Claudine Doury in Maria
EXHIBITION
Amur
Claudine Doury, Paris, France | claudinedoury.com
Claudine Doury went to the Russian Far East for the first time in 1991, then in 1997, to witness the lives of the people who settled along the banks of the Amur River.
Twenty years later, she returned to the region in search of the Nanaï, Ultchi, and Nivkh families she had met on her previous trips. She wanted to bear witness to the passage of time on these families photographed at the time, but also to the changes that had taken place on a larger scale in these populations.
This current and intimate portrait of the native peoples of Amur allows us to redefine the contours of a territory that bears the traces of its history: the conquest of the East through the arrival of the Cossacks and the Russian settlement over the centuries.
Like the Amur River, Claudine Doury’s images constitute a set of layers, historical, temporal and physical. In an approach that is both artistic and documentary, her photography is a tangible form of the idea of loss, but also of what remains.
Claudine Doury is the 2017 winner of the Prize Marc Ladreit de Lacharrière – Académie des Beaux-arts for her project “A Siberian Odyssey,” which made possible the realization of this work.
Exhibition at Rencontres
Amur
French photographer, member of Agence VU’, represented by In Camera gallery, Claudine Doury lives and works mainly in Paris.

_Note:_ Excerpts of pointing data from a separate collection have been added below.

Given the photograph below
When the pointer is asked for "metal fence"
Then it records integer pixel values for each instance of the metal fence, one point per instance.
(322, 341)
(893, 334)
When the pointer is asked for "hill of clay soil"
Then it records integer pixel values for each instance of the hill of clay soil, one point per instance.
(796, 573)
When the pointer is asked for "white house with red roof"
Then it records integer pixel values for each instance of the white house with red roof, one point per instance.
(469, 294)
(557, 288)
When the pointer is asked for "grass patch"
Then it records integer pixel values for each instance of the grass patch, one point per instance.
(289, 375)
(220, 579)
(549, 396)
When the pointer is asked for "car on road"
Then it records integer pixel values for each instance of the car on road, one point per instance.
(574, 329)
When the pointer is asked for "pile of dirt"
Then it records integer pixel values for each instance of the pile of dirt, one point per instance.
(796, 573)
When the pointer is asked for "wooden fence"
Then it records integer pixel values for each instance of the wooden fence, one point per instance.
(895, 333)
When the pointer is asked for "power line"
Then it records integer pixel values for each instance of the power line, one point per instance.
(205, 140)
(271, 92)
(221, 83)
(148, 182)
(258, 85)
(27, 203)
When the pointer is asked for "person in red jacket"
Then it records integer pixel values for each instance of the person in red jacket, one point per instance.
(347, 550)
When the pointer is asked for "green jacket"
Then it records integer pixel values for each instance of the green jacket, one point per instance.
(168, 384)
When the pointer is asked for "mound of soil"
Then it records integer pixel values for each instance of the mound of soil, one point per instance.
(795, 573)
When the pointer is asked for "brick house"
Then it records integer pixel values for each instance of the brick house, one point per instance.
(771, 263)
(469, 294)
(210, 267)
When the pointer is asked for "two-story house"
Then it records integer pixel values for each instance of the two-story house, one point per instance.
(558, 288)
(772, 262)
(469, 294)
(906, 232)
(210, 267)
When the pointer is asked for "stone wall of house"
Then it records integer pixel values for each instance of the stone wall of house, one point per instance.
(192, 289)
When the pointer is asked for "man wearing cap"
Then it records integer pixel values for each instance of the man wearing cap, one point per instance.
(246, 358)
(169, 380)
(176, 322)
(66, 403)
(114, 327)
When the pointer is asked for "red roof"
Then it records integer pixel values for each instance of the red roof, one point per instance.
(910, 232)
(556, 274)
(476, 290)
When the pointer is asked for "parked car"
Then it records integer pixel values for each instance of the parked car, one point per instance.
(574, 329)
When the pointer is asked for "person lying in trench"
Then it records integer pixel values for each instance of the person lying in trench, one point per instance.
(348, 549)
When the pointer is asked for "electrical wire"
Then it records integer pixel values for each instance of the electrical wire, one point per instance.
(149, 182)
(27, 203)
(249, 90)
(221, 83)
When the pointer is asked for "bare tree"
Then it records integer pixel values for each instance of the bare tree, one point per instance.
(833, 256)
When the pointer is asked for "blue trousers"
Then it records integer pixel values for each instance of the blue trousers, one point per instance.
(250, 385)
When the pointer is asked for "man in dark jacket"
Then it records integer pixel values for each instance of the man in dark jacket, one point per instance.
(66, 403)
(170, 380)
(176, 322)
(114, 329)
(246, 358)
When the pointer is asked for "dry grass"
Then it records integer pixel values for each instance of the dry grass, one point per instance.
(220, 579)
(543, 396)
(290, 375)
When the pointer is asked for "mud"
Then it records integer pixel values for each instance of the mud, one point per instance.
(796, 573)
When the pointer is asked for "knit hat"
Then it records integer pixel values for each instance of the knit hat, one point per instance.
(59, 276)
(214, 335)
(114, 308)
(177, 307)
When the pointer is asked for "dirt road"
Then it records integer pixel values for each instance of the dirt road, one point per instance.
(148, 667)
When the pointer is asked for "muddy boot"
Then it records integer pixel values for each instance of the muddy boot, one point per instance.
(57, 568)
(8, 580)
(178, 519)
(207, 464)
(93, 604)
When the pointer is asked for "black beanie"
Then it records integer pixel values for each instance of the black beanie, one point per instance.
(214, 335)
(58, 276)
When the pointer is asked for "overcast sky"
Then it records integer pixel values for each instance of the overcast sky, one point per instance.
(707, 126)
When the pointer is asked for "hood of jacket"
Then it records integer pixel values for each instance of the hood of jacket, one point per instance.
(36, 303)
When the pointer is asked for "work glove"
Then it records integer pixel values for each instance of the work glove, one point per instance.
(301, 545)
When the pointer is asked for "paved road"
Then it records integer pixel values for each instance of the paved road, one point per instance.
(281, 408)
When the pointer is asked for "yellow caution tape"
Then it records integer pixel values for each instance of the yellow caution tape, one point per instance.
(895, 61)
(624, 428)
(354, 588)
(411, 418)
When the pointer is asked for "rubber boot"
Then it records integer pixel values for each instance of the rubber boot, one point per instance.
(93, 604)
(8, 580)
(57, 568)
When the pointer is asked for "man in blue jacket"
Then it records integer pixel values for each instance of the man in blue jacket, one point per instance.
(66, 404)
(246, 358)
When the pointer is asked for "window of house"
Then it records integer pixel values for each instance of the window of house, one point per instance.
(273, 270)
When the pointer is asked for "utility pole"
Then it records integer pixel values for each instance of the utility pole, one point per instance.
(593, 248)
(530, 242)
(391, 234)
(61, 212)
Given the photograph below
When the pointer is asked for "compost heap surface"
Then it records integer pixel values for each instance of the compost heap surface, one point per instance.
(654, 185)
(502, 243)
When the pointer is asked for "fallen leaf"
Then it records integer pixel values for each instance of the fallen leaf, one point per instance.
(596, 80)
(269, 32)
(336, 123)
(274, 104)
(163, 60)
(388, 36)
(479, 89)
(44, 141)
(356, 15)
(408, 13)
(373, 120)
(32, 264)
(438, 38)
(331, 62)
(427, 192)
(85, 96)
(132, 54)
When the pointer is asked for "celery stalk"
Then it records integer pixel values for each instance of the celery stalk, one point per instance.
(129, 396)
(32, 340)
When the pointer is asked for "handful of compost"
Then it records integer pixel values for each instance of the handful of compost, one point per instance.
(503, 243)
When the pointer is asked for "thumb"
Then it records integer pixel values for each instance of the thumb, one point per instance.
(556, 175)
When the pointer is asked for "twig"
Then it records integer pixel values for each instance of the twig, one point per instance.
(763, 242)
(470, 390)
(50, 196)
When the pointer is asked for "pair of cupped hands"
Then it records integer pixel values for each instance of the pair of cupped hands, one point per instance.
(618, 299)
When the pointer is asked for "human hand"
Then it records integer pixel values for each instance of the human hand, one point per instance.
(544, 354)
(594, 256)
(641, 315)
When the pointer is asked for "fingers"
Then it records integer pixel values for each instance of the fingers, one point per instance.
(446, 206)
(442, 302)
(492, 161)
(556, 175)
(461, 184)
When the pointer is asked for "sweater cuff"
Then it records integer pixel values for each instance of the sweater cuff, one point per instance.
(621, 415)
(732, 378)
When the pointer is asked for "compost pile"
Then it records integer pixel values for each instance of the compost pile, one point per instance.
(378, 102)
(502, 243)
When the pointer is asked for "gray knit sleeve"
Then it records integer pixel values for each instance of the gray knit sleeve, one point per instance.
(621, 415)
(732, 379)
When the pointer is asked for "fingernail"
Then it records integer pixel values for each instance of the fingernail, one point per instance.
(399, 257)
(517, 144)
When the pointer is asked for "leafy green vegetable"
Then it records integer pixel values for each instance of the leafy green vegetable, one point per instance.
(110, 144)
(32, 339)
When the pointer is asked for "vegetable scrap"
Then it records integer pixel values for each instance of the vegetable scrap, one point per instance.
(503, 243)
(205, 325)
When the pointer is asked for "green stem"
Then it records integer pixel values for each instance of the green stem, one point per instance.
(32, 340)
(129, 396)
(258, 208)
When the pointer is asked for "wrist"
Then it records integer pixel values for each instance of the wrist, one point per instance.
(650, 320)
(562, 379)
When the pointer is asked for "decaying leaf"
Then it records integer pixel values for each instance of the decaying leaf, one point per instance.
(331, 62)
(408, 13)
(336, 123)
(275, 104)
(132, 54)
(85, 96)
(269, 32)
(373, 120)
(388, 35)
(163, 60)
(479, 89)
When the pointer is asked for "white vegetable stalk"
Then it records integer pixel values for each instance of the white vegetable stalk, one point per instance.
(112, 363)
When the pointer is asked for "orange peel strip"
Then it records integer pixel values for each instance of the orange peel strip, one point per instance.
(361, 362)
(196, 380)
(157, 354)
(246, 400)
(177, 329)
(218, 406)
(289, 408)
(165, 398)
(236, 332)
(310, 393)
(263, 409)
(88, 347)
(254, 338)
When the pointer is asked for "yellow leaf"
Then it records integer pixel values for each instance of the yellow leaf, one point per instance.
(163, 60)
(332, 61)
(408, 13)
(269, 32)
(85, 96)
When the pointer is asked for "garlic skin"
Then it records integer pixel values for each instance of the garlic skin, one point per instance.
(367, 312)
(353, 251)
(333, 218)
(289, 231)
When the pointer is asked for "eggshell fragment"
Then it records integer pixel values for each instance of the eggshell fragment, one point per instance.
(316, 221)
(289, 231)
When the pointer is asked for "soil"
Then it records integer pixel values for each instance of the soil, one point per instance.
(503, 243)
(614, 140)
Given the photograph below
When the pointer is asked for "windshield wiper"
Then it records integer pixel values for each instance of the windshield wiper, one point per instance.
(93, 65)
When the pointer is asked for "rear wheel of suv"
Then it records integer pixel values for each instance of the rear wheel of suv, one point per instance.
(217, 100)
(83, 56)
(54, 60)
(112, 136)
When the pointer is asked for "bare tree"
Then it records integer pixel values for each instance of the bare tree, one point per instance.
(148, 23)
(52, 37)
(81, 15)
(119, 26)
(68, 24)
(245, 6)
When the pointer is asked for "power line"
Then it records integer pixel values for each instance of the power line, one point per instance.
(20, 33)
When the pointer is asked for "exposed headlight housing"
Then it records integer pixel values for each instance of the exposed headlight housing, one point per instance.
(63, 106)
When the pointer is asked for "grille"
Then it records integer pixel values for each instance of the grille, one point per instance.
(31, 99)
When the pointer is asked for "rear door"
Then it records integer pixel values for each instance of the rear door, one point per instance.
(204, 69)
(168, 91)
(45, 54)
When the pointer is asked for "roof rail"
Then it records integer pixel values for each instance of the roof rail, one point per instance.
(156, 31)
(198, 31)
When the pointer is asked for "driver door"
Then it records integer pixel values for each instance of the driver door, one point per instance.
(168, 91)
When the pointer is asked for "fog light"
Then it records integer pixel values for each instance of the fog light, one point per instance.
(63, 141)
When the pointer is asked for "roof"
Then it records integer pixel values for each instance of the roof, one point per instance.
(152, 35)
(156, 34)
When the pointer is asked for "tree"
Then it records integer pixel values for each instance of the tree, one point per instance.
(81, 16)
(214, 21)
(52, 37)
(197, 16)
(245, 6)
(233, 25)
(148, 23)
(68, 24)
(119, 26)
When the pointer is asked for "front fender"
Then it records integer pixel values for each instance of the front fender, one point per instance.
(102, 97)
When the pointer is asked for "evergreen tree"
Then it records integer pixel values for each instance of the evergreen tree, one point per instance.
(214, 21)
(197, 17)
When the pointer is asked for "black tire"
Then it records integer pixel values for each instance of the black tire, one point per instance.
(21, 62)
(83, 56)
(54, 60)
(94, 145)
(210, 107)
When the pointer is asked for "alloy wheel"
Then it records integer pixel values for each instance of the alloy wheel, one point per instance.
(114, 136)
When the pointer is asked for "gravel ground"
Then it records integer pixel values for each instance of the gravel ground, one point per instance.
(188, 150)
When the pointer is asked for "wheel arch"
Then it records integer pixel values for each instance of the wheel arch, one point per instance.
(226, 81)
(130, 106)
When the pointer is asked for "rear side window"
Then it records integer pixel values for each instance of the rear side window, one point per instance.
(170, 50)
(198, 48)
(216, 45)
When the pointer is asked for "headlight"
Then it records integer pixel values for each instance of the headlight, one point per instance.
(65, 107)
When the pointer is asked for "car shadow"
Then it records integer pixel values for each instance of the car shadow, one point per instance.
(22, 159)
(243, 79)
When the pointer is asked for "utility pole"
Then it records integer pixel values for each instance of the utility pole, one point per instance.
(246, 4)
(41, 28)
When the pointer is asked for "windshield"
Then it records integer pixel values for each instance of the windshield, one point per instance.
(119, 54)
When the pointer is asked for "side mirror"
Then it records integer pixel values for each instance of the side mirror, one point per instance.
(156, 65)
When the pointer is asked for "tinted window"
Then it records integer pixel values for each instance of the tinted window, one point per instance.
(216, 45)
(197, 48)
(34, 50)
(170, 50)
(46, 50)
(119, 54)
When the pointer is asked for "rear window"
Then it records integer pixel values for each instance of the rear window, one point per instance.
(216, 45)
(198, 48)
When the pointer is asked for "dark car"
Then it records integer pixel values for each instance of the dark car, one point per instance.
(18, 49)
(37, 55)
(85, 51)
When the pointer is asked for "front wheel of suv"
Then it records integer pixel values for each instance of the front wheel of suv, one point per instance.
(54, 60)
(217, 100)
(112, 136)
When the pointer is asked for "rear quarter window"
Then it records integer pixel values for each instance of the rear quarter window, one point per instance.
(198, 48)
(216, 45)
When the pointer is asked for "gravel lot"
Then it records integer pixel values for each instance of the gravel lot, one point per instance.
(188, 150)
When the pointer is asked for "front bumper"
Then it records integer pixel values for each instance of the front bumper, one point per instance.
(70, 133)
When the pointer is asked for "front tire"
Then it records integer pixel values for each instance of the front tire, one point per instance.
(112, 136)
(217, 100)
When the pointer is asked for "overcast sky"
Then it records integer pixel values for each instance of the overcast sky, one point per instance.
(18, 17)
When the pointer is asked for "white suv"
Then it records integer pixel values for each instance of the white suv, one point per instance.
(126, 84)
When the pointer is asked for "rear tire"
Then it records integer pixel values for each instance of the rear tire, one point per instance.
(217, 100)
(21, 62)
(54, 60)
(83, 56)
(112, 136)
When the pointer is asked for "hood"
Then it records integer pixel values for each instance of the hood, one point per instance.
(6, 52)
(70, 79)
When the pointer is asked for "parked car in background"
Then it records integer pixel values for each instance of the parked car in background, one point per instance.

After studying journalism, she worked as a photo editor for Agence Gamma in Paris, for Contact Press agency in New York, and then for the French newspaper Libération. She became a photographer in 1989 and joined Agence VU’ shortly afterwards.
Her work addresses the notions of memory, transition and passage, especially around adolescence and travel, which are central themes of her work.
In 1999, she received the Leica Oscar Barnack Prize and a World Press Award for her work on the Peoples of Siberia, which led to the publication of her first monograph by Le Seuil.
In 2004, her second book, Artek, un été en Crimée, was published by Editions de la Martinière, and she received the Niépce Prize for her body of work.
She then published Loulan Beauty (2007); Sasha (2011), a work on the end of childhood; and L’homme nouveau (2017), a series that questions male identity.
In 2017 she was awarded a national commission on French youth from the Ministry of Culture and Communication, and the same year received the Marc Ladreit de Lacharrière Prize – Académie des Beaux-Arts to carry out her project Une odyssée sibérienne in 2018.
Her work is regularly exhibited in France and abroad, notably at Parc de La Villette, (Paris), the Rencontres d’Arles, Paris Photo, the Pavillon Carré de Baudouin (Paris), and the Villa Perochon (Niort). Her photographs appear in prestigious private and public collections, among which the Bibliothèque nationale de France, the Fonds National d’Art Contemporain, artothèques of la Rochelle and of la Roche-sur-Yon, the Musée de l’Elysée in Lausanne (Switzerland), the Fonds d’Art Contemporain in Meyrin (Switzerland), the Museu da Imagem in Braga (Portugal), Leica Camera, and Agnès B’s collections.